His stated goal is the exploration of race, spirituality, patriarchy, matriarchy, and class structure within Black communities. He describes this further, stating that "My work challenges how identity is created by story, folklore, legend, and ongoing community conversation. I’m driven by the perseverance of hyperlocal storytelling and how it can be its own mythology, in this case, 'Afromythology.'"

In 2016, Theodore photographed a cover for Smithsonian Magazine a special edition issue titled, "Black In America". This issue was a four-part magazine cover project, the other covers were created by the artists Amy Sherald, Lorna Simpson, and Delphine Diallo. In 2019, Theodore was published in the New York Times for an article titled, "What Reparations for Slavery Might Look Like in 2019," which also included his original collage artwork. In 2019, Theodore photographed the cover image for Paper Magazine featuring American civil rights activist and football quarterback Colin Kaepernick. The issue featured photographed portraits of Kaepernick and several other prominent African American activists and entertainers such as Dr. Angela Davis, Tarana Burke, Taraji P. Henson, Yara Shahidi, The Exonerated 5, Indya Moore, Ava DuVernay, and Bryan Stevenson.

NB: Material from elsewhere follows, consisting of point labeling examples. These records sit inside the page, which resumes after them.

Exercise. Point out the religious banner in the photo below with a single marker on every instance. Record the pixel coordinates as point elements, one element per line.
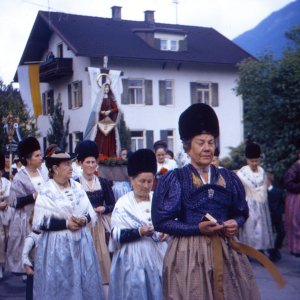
<point>29,80</point>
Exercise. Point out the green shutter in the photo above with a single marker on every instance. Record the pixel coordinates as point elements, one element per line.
<point>70,96</point>
<point>125,95</point>
<point>148,92</point>
<point>162,92</point>
<point>214,94</point>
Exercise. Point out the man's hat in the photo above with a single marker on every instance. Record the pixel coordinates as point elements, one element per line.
<point>197,119</point>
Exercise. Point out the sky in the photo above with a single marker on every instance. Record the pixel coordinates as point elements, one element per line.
<point>230,17</point>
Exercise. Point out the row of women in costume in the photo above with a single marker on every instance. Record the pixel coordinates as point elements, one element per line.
<point>200,260</point>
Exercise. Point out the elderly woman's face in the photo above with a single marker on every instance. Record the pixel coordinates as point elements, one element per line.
<point>89,165</point>
<point>160,155</point>
<point>63,171</point>
<point>202,150</point>
<point>35,161</point>
<point>253,163</point>
<point>142,184</point>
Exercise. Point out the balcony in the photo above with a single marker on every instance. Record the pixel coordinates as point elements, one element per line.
<point>55,69</point>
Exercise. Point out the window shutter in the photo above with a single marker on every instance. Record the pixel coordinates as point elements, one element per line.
<point>125,96</point>
<point>51,108</point>
<point>70,143</point>
<point>70,96</point>
<point>80,93</point>
<point>164,135</point>
<point>162,92</point>
<point>183,45</point>
<point>149,139</point>
<point>148,92</point>
<point>157,44</point>
<point>44,104</point>
<point>214,94</point>
<point>193,87</point>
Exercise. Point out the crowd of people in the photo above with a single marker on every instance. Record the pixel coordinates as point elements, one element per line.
<point>171,235</point>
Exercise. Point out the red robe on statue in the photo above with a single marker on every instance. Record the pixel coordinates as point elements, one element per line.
<point>107,144</point>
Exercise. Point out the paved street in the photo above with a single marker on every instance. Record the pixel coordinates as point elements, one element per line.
<point>12,287</point>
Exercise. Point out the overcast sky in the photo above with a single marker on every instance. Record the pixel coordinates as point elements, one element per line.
<point>230,17</point>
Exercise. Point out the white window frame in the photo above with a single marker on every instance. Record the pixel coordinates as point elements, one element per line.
<point>138,141</point>
<point>46,102</point>
<point>133,92</point>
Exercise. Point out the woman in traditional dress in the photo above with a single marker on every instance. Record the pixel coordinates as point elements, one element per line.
<point>4,213</point>
<point>102,199</point>
<point>292,205</point>
<point>200,262</point>
<point>257,230</point>
<point>24,188</point>
<point>139,251</point>
<point>66,264</point>
<point>106,141</point>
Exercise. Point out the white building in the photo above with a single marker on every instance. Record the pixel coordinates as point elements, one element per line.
<point>165,67</point>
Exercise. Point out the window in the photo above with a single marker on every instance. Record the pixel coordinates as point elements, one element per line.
<point>59,51</point>
<point>74,138</point>
<point>137,92</point>
<point>207,93</point>
<point>168,45</point>
<point>165,92</point>
<point>75,94</point>
<point>170,140</point>
<point>137,140</point>
<point>48,102</point>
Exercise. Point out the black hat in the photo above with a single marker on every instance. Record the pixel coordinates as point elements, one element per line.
<point>2,161</point>
<point>86,149</point>
<point>197,119</point>
<point>27,146</point>
<point>252,150</point>
<point>142,161</point>
<point>56,157</point>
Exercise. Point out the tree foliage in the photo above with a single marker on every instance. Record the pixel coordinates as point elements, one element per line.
<point>59,130</point>
<point>271,93</point>
<point>11,102</point>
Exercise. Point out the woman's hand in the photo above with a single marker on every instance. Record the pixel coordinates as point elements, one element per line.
<point>209,227</point>
<point>100,209</point>
<point>146,230</point>
<point>28,270</point>
<point>230,228</point>
<point>74,223</point>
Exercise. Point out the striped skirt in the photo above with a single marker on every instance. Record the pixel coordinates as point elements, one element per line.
<point>200,267</point>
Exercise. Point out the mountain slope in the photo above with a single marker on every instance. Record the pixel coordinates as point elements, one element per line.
<point>269,35</point>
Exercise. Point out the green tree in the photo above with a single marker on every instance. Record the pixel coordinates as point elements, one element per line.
<point>124,132</point>
<point>271,93</point>
<point>59,130</point>
<point>11,102</point>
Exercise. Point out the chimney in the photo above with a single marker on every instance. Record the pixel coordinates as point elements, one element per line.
<point>116,12</point>
<point>149,16</point>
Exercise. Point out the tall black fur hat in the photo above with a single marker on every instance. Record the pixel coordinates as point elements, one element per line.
<point>142,161</point>
<point>27,146</point>
<point>197,119</point>
<point>86,149</point>
<point>252,150</point>
<point>2,161</point>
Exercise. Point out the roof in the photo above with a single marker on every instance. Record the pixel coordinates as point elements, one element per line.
<point>96,37</point>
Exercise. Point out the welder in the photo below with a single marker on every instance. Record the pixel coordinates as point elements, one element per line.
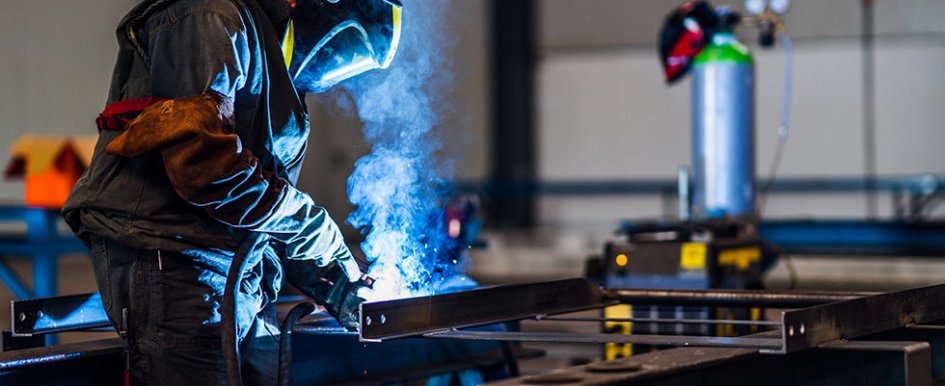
<point>190,195</point>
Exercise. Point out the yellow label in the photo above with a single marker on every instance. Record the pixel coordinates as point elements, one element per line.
<point>618,350</point>
<point>692,256</point>
<point>741,258</point>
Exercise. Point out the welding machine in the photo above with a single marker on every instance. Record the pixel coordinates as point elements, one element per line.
<point>714,245</point>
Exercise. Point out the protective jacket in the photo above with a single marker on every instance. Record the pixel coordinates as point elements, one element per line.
<point>140,197</point>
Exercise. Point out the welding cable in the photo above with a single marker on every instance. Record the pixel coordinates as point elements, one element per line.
<point>285,340</point>
<point>229,317</point>
<point>785,125</point>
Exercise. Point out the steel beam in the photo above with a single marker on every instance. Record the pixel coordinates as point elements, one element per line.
<point>567,337</point>
<point>917,357</point>
<point>730,298</point>
<point>63,313</point>
<point>815,326</point>
<point>417,316</point>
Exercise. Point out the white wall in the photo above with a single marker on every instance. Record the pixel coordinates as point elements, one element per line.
<point>604,111</point>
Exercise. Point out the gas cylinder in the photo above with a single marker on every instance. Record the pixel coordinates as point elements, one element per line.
<point>723,124</point>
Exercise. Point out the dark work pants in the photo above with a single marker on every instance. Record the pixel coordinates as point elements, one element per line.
<point>168,304</point>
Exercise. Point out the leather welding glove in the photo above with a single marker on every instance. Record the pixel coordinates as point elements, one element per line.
<point>330,287</point>
<point>208,166</point>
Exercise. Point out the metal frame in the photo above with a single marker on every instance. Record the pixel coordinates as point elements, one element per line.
<point>58,314</point>
<point>479,307</point>
<point>828,318</point>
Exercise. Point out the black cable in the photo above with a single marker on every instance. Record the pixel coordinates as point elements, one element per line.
<point>229,335</point>
<point>285,340</point>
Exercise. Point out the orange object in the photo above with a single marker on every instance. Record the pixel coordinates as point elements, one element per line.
<point>50,166</point>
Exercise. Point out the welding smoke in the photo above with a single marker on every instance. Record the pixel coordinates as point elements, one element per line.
<point>397,187</point>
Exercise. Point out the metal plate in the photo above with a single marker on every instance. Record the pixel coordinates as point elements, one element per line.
<point>814,326</point>
<point>417,316</point>
<point>63,313</point>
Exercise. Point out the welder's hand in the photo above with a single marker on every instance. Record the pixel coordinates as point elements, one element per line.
<point>330,287</point>
<point>345,306</point>
<point>310,234</point>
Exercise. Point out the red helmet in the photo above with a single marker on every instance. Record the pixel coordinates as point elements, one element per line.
<point>683,35</point>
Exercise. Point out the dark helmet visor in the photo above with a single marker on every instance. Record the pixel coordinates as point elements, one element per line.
<point>335,41</point>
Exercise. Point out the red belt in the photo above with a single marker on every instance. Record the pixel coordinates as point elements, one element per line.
<point>118,114</point>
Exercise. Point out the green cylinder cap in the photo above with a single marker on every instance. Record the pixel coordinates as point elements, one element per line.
<point>724,48</point>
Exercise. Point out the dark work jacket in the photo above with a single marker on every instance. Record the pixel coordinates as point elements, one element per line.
<point>173,49</point>
<point>178,48</point>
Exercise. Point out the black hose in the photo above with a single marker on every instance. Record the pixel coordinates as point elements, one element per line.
<point>285,340</point>
<point>229,334</point>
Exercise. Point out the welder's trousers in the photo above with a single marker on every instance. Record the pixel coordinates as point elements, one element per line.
<point>168,306</point>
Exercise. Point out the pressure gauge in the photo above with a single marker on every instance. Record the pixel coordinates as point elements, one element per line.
<point>755,7</point>
<point>780,7</point>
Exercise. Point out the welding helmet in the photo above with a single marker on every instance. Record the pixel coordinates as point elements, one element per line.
<point>686,30</point>
<point>328,41</point>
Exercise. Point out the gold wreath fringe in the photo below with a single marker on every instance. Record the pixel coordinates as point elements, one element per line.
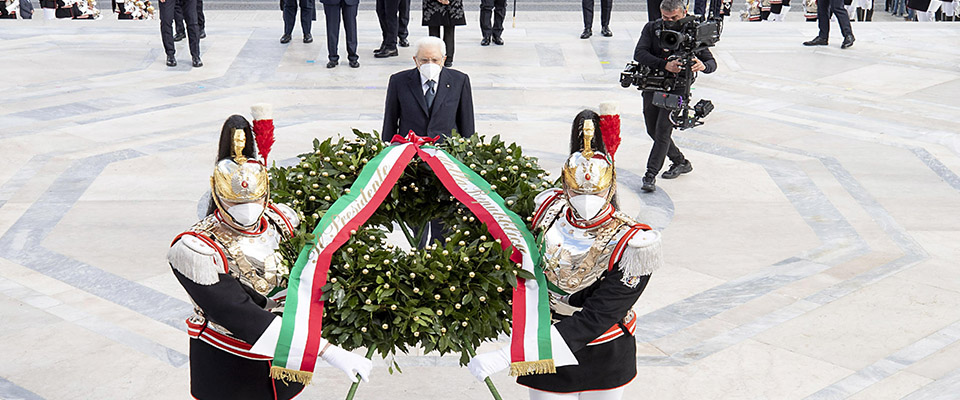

In 2020, a photo illustration by Theodore appeared in the February 2020 issue of The Atlantic, alongside the article, The Fight to Decolonize the Museum. In the February 2020 issue of The New Republic, a photo illustration by Theodore appeared with an article titled, Bookerism and the Black Elite, Managing race relations from above. In April 2020, The New Republic published a photo illustration by Theodore of prominent civil rights organizer Stokley Carmichael. The image accompanied the article, From Black Power to Black Establishment—The curious legacy of a radical slogan. In 2021, Theodore gained national attention for publishing a 2018 portrait of the poet Amanda Gorman, after her reading of the poem "The Hill We Climb" at the inauguration of Joe Biden. In 2024, The National Portrait Gallery acquired this work, entitled "Mnêmosynê, Afrolinquistica - a portrait of Poet Laureate Amanda S. Gorman, 2018".

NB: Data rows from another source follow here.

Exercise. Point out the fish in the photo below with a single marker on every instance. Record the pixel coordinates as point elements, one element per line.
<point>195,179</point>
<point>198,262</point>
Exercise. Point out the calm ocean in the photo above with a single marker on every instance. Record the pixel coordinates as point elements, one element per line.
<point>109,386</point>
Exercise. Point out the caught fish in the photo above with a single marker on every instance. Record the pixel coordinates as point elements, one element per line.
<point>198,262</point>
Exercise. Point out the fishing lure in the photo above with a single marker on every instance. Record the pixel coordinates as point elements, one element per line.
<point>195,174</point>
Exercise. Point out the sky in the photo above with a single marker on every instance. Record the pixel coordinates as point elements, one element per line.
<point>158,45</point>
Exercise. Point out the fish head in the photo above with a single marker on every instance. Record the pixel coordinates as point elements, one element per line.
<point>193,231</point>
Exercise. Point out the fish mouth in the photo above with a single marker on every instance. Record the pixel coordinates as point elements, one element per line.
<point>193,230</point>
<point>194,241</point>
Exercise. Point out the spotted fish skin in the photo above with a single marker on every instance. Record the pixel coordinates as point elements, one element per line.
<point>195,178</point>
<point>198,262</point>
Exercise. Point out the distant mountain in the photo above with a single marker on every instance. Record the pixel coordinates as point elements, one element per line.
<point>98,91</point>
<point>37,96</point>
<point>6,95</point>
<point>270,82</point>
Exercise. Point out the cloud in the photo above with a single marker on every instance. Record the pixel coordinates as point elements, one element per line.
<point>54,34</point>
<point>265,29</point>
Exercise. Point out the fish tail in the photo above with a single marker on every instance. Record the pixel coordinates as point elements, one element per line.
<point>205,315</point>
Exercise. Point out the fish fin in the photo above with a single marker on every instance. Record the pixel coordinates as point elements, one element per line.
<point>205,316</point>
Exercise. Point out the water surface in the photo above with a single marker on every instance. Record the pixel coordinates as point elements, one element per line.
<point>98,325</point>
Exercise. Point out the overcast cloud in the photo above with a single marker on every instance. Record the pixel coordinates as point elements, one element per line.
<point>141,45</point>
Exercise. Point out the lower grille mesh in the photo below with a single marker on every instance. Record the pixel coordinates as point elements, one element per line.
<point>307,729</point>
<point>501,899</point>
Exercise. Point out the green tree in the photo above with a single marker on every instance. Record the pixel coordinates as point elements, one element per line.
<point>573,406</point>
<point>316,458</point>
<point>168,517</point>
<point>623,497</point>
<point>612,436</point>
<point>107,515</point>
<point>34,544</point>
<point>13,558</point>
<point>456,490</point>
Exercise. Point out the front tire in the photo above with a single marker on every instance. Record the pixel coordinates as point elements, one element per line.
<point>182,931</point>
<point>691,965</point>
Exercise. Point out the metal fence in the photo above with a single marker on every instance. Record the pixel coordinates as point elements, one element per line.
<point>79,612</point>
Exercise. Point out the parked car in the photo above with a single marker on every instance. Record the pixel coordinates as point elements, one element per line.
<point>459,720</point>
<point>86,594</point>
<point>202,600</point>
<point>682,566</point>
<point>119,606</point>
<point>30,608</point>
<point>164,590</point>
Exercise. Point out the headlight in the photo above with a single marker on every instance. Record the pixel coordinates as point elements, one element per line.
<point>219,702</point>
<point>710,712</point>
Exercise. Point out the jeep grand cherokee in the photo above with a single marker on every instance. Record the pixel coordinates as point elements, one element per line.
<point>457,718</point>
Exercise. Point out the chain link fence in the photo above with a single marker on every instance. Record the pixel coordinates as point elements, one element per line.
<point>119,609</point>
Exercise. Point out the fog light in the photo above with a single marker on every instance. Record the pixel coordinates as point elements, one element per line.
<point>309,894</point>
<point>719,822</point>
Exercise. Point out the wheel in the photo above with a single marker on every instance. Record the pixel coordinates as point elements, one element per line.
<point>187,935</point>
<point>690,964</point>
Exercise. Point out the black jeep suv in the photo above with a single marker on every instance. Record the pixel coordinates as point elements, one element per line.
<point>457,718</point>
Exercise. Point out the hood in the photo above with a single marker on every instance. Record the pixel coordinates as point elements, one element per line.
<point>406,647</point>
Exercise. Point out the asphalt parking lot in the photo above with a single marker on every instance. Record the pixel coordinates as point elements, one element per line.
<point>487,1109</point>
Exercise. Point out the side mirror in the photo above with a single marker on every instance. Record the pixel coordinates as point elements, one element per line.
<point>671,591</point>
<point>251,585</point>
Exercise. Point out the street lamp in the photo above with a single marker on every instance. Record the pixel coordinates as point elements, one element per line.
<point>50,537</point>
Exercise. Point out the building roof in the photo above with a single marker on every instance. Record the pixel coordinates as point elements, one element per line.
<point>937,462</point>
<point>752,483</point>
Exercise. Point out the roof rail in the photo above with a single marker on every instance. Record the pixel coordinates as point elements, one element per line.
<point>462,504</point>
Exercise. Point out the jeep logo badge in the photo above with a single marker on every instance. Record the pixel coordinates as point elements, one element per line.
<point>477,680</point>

In 2025, Theodore co-curated 'Shawn Theodore's Pyramid Club: 1937-2035', an exhibition and research project presented by Temple Contemporary on the campus of Temple University, examining the history and cultural legacy of Philadelphia's Pyramid Club, Philadelphia's leading African American social club of its time. Theodore additionally served as a researcher, exhibition designer and the lead, featured artist for the project. Theodore's work was presented in a dedicated installation within one of the three-room gallery presentation alongside paintings associated with the historic Pyramid Club and photographs by prominent Philadelphia photographer, John W. Mosley.

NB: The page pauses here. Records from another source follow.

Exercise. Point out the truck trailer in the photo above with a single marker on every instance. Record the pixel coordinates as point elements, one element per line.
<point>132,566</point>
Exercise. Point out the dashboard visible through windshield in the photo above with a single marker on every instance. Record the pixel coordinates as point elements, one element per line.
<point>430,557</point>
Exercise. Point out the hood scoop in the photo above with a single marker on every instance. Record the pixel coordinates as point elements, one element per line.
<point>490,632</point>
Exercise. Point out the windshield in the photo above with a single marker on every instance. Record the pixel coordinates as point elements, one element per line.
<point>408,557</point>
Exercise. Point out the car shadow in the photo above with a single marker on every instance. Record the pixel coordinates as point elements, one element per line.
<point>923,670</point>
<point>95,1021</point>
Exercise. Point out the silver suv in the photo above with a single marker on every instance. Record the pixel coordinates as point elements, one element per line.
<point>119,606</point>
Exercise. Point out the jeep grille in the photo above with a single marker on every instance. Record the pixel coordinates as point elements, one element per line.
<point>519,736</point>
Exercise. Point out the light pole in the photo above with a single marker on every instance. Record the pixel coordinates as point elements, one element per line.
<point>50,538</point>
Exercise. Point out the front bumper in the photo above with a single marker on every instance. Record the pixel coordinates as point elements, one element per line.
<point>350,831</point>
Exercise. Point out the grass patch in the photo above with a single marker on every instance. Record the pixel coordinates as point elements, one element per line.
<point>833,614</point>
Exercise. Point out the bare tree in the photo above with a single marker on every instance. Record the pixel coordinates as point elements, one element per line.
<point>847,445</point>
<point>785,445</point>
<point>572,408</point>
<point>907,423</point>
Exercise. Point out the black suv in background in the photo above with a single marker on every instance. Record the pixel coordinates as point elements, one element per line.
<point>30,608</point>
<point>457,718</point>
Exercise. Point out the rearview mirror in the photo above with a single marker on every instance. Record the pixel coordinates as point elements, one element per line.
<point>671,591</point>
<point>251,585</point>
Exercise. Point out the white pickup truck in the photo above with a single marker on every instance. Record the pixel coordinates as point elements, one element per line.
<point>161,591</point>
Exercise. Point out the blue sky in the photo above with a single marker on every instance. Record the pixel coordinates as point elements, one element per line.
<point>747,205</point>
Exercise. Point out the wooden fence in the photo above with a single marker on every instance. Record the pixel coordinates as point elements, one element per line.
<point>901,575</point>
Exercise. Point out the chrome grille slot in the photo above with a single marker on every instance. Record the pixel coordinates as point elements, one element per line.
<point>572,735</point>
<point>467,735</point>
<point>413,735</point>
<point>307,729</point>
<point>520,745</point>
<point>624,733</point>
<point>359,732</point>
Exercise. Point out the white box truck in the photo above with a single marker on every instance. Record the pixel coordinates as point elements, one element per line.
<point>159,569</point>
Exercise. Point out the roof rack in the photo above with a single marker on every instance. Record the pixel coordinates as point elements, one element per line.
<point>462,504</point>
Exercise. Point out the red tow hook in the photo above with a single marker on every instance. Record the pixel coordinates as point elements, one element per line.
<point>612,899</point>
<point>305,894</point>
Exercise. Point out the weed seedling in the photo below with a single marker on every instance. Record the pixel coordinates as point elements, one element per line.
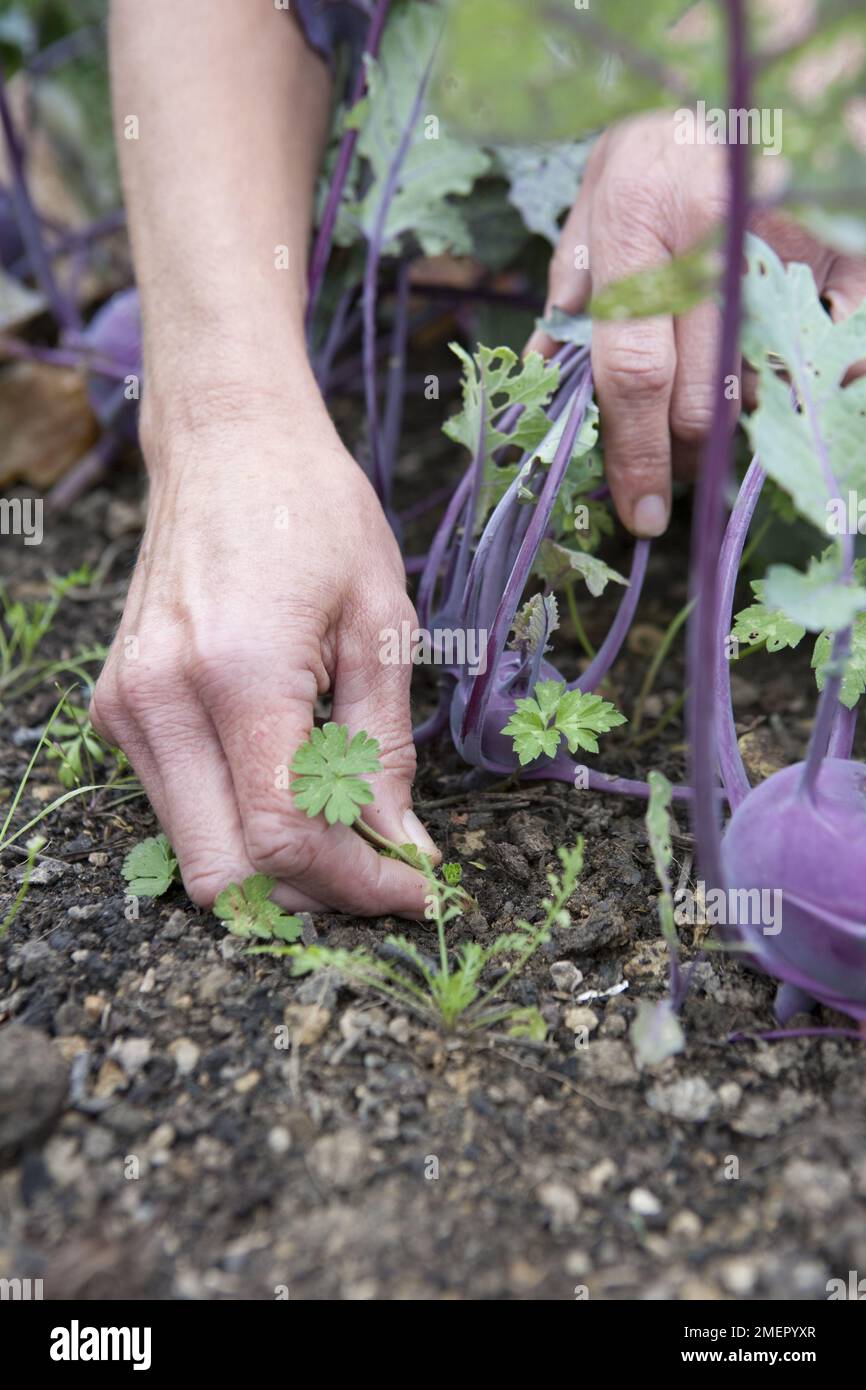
<point>330,779</point>
<point>448,994</point>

In 2026, Theodore curated 'Before Another Name: A Photographic Archive of Black North Philadelphia, 2010-2020' at The Charles Library at Temple University presented by the Charles L. Blockson Afro-American Collection. Theodore served as the curator, exhibition designer and lead designer for the project, which assembled works from pasts projects, such as Home Court (2018), A Dream Deferred. Redlining: Past, Present, Future (2018), Diamonds in the Rough (2020), and works from his street photography practice. The exhibition examined neighborhood continuity, institutional expansion, and redevelopment surrounding Temple University, and coincided with Theodore's donation of the archive to the Blockson Collection, which he described as returning "the record to the community it came from".

Theodore's photography works have been exhibited at NXTHVN, Future Fair - NYC (2025), New Art Dealers Alliance - Miami (2024), the African American Museum in Philadelphia, Mennello Museum of American Art, The Barnes Foundation, Steven Kasher Gallery, The Association of International Photography Art Dealers, The Bakalar & Paine Gallery at Massachusetts College of Art and Design, Snap! Orlando, PRIZM Art Fair, Philadelphia Photo Arts Center, and the University of the Arts among others.